Models for Australian cannabis expansion into other markets

Whatever your place within the cannabis sphere, there is a global market for your skills.

If you are a cultivator wanting to enter the German market to show off your cannabis flower, you are in luck – selling flower is relatively easy due to the country’s robust distributor infrastructure. And because it is mostly commoditised, you don’t need a large sales force to sell it. In fact, you can sell to Germany, Poland, the UK and others from the comfort of Australia.

If you are a manufacturer, plenty of groups are looking for white labels. Most European cannabis distributors are using the same white-label companies; it is not uncommon for 15 to 20 brands to use the same manufacturer. Diversity is needed, and new manufacturers would be greatly welcomed.

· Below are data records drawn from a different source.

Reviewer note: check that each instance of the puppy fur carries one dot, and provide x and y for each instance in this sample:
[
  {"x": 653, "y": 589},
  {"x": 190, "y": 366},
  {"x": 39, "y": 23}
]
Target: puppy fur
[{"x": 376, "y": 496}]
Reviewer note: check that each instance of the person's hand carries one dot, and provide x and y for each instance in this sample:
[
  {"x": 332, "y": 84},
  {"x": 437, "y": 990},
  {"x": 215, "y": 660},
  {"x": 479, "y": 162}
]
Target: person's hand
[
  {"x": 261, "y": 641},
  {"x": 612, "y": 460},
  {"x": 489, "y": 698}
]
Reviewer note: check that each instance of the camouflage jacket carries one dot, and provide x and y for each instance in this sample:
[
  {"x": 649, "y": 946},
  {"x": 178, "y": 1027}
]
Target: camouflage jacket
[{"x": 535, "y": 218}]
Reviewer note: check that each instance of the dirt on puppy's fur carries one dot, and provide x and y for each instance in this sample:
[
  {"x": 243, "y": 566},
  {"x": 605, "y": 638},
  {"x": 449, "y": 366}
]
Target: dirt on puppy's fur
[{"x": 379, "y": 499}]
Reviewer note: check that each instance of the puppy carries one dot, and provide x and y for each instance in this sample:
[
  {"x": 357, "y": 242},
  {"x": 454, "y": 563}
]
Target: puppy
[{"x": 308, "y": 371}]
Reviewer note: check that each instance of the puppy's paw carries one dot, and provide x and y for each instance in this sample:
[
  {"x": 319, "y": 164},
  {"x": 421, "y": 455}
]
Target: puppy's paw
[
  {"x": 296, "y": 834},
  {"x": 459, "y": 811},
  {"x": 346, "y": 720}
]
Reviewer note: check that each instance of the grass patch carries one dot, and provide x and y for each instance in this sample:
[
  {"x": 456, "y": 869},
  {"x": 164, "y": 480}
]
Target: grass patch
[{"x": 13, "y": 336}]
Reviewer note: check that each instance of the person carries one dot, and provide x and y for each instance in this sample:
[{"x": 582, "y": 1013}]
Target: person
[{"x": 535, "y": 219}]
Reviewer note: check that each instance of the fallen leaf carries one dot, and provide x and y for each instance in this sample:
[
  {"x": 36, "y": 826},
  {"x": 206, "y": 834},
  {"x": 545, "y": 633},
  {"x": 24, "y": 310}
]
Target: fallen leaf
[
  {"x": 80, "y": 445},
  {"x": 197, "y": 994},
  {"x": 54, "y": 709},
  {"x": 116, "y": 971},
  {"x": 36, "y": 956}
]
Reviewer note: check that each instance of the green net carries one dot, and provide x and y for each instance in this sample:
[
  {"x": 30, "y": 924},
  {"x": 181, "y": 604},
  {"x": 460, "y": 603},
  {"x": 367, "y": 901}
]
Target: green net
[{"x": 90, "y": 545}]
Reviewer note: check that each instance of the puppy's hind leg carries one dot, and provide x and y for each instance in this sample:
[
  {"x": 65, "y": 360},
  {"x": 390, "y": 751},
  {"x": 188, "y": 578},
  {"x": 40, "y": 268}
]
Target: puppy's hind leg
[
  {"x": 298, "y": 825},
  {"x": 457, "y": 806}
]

However, unlike cultivators, Australian manufacturers will need to invest in local sales staff. And some markets, like Germany, are very competitive so it might be prudent to enter newer or smaller markets like the UK, Poland and Switzerland, where one local representative would suffice.

Meanwhile, the clinic model is sweeping Europe, with establishments in Germany, the UK, Poland, Switzerland among others. Expanding from Australia should be relatively easy since the overall model is similar; just like in Australia, new patients are more likely to seek out clinics as opposed to GPs if they are interested in therapeutic cannabis. Regulatory differences, advertising and staffing will be your main concerns.

Good Manufacturing Practice: an essential certification for expansion

All cannabis products entering Europe must conform to pharmaceutical EU-Good Manufacturing Practice (EU-GMP) standards. Many secondary drying and packaging companies can help international cultivators get their certifications – Portugal has the most, and Germany is a close second.

Be prepared for a long process, especially if you are radiating your product and entering Germany, as a radiation licence can take six months – on top of the time it takes to get your product certified.

All manufacturers must conform to EU-GMP standards from the start of their process. If you are a manufacturer, you will not be able to buy your extract from Canada or South Africa (which comply with Current Good Manufacturing Practice (cGMP) and African compounding GMP regulations, respectively) and make EU-GMP-certified products, even if your facility is EU-GMP accredited. 

You will need all starting materials except flower to be EU-GMP-certified active pharmaceutical ingredients (APIs). Much of the manufactured product in Australia today is not EU-GMP-certified and, therefore, does not meet the global standards for sale to Europe and many other countries.

Cannabis pricing in the global market

The European cannabis market is not as competitive as Australia in terms of pricing.

Germany is unique in that it has a partially insured market. Flower is mostly uninsured and can range in price from €12-18 per gram retail and around €3-6 per gram wholesale. Extracts are predominantly insured, with a bottle of 10:10 THC:CBD retailing for around €225 insured and €100 euros not insured, and wholesale for around €125 and €40 respectively.

Interestingly, in the uninsured markets of Germany, the UK, Poland, and Australia, manufactured products like drops and vapes will sell for around the same price as their local currency. As an example, a vape cartridge can sell for around A$100, £100, and €100 euros. 

Watch your currency conversion as the market progresses and your company expands.

Expansion on the horizon for Australian cannabis companies

As more Australian cannabis groups succeed domestically, many will seek growth overseas, and those emerging countries will be thrilled to have Australian know-how supporting their local needs. 

As you expand, consider geographic advantages and business models, check your GMP status, and enjoy better margins as more countries enter the arena. 

Australian cannabis products and clinics are strong and will be well received abroad.